Looking back, maybe that is just what you do when you sleep on a beach in Mexico. You let the kids drink and shoot rockets up and down the beach at each other and hope nobody gets hurt. I am sure the medical facilities in the area would have been state of the art affairs where we would have gotten all the best possible care.
The best moment was driving back across the border. This was all very pre 9/11, and coming back the lazy officer asked us if we were bringing back any contraband. If they would have torn into that truck they would have found illegal fireworks and alcohol and who knows what all was being taken into the States. We all looked blandly at the officer and said no sir, we do not have anything in the truck. He saw the scout uniforms and must have believed us as he let us cross without checking us out.
This all brings me back to the pinewood derby. I am now peripherally involved as my own Cub Scout is soon going to be building a car. Do I let him build one himself, and face the oil can award? Or do I buy one of the fancy kits that you can find online? Did you know that you can buy wheels that have been turned on a lathe and precision engineered to reduce friction and drag? You can buy tungsten weights as they have more mass in a smaller package and will help your car speed down the track. You need to be sure to lubricate your wheels properly and prepare you axles. These are all things I did not know two days ago.
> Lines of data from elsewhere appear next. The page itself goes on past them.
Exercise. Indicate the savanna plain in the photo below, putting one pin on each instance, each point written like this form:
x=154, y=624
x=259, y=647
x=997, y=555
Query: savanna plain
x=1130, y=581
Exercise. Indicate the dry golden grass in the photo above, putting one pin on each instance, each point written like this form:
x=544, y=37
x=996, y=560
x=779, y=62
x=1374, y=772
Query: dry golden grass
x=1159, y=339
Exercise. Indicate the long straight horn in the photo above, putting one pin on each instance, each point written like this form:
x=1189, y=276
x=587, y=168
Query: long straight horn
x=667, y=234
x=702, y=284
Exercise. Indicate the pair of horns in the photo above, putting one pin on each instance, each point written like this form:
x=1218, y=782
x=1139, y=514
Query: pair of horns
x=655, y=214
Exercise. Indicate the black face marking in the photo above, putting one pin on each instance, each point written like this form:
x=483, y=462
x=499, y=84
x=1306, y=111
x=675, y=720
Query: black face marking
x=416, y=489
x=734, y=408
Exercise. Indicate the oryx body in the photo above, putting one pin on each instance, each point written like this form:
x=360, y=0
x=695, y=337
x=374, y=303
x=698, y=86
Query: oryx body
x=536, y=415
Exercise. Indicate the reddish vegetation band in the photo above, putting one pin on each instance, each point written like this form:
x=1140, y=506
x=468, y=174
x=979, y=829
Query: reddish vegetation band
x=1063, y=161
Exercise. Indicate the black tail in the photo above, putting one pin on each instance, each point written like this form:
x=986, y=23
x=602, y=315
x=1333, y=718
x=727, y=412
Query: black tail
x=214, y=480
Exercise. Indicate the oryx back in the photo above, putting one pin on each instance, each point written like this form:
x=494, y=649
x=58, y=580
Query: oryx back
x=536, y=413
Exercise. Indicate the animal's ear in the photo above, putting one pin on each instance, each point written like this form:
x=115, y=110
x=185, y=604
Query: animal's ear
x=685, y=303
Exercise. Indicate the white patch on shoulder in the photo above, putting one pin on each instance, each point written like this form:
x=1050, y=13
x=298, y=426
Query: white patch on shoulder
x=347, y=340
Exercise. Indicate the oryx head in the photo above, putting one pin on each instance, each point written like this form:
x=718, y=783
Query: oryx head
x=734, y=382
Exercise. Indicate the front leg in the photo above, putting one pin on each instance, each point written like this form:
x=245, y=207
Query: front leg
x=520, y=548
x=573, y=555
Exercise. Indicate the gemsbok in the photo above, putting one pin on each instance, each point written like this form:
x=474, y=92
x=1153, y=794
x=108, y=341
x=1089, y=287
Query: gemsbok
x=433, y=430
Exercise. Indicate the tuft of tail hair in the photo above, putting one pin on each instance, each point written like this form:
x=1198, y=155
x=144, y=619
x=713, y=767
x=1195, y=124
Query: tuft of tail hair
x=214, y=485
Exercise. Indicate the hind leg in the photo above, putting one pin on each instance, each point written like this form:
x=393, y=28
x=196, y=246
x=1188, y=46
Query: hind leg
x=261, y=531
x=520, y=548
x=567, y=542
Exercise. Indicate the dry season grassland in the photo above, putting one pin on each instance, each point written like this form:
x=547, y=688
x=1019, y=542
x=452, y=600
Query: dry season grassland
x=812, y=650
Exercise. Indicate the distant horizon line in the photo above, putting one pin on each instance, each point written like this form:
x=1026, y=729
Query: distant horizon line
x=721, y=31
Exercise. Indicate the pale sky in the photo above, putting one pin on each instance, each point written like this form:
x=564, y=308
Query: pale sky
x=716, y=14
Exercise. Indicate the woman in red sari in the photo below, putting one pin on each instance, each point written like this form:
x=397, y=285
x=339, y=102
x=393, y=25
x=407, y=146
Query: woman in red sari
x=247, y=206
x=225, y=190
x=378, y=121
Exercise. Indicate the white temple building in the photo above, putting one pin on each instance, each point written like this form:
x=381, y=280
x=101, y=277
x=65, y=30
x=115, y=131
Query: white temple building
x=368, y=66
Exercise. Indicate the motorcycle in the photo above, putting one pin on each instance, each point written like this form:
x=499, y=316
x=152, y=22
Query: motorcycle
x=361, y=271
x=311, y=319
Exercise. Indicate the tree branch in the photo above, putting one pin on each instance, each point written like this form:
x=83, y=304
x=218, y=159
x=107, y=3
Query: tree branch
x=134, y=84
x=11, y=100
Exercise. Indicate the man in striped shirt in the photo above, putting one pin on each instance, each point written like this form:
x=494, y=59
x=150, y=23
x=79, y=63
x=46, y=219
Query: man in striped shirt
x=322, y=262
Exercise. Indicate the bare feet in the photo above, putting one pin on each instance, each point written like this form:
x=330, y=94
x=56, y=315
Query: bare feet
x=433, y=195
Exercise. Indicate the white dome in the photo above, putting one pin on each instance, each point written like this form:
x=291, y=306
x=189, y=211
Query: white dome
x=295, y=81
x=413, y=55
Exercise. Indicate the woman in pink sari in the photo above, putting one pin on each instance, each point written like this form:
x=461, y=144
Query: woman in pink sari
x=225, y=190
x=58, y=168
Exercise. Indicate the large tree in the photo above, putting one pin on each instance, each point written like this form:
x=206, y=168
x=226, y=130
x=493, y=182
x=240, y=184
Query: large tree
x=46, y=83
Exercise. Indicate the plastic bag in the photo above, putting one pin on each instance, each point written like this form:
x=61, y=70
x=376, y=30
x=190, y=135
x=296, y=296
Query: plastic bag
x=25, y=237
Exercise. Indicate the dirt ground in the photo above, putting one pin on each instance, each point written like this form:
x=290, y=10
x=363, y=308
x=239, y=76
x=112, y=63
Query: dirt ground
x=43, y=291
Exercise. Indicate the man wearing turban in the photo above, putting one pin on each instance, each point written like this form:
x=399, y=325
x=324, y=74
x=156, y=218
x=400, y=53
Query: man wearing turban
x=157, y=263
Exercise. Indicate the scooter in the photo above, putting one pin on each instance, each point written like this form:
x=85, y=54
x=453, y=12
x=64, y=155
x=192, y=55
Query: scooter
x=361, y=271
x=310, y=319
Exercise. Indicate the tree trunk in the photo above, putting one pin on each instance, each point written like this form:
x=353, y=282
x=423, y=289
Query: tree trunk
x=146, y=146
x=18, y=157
You can buy a book for $5.95 that contains 30 tips and tricks written by an engineer and a physicist. You can sink a ton of money into a car and try to beat the other kids. I had no idea that this was what I was up against. I just carved up a car and painted it and did the best I could. Do I want to subject my own kid to losing all the races and having an ugly home made car when I could have bought him a prefabricated Batmobile or Formula One racer? Who doesn't want to win all the races and bring home first prize? Is it really winning if I buy the thing from the internet? Is there going to be much pride in a car that you did not build, if you win first place? Will the kids that could not afford to buy a car but made a really nice one feel upset that the other kid went out and bought the wins and the trophies?
I wonder if the dude that invented the pinewood derby had any idea that it would come to this.